Julia trouve les propos de Théodoric II, roi des Wisigoths, adressés à Avitus :
« Tu ne ravis le pouvoir à personne : aucun Auguste ne règne sur les collines romaines. Le palais est vide ; il t’appartient. Non, ce n’est plus pour moi un but suffisant que d’éviter le mal ; je voudrais encore que ton diadème me permit de faire œuvre utile. »
- Ce jeune Théodoric a assassiné son frère Thorismond, qui a lutté contre nous sur les Champs catalauniques, pour prendre sa place ! note Oreste.

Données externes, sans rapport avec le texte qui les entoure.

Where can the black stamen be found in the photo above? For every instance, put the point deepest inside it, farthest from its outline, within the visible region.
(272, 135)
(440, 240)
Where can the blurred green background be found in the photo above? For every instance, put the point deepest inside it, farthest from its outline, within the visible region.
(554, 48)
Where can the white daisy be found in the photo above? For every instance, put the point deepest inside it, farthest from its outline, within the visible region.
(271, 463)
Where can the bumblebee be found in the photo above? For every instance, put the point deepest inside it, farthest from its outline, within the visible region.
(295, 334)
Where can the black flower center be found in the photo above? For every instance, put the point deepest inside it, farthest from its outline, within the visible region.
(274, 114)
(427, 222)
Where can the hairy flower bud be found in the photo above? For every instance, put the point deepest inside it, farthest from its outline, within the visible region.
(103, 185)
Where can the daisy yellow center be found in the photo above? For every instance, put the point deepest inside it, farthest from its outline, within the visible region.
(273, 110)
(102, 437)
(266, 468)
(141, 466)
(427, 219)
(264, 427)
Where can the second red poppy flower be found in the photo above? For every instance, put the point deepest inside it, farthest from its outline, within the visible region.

Julia termine sa déclamation :
« Et toi, tout heureuse de posséder aujourd’hui un tel prince, ô Rome, antique mère des dieux, relève la tête et bannit ce honteux abattement : voici un souverain d’âge mûr qui te rendra la jeunesse quand des empereurs enfants t’ont rendue vieille. »
Puis elle s’exclame :
- Espérons que ces prédictions se réalisent ! Mais je le crois difficilement car au lieu de s’occuper sérieusement des affaires d’Etat il se livre à tous les plaisirs de l’Italie. Si Attila était vivant c’est toi qui aurait pu être l’empereur car tu n’as jamais séparé ta cause de celle de notre malheureux pays avec un passé si glorieux !Oreste l’embrasse tendrement :
- Ce n’est pas cette créature des Wisigoths qui peut sauver l’Empire. Te souviens-tu que, d’après le testament d’Attila, j’aurais dû aider son fils Gheism à gouverner l’Empire d’Occident après sa soumission. C’est-à-dire, en fait, j’aurais pu être co-empereur de l’Empire d’Orient. L’empereur d’Orient est maintenant plus prestigieux car depuis Valentinien tous les empereurs d’Occident ont demandé la reconnaissance de leur titre par Constantinople tandis qu’aucun empereur d’Orient ne songe à demander l’autorisation de régner à l’empereur d’Occident.
Julia sourit :
- Ainsi j’aurais pu être impératrice d’Orient. Comment je regrette la mort d’Attila ! En fait, tu mérites mieux avec tes vertus et ton expérience d’être empereur que cet Avitus qui passe son temps en tentatives de séduction des nobles Romaines malgré son âge avancé.
- Veux-tu que je recommence une carrière politique. On peut, peut-être, essayer car j’ai beaucoup d’atouts que nous pouvons utiliser efficacement avec ton père.
- Non, mon cher, je ne veux pas de nouveau t’attendre avec angoisse pendant de longs mois.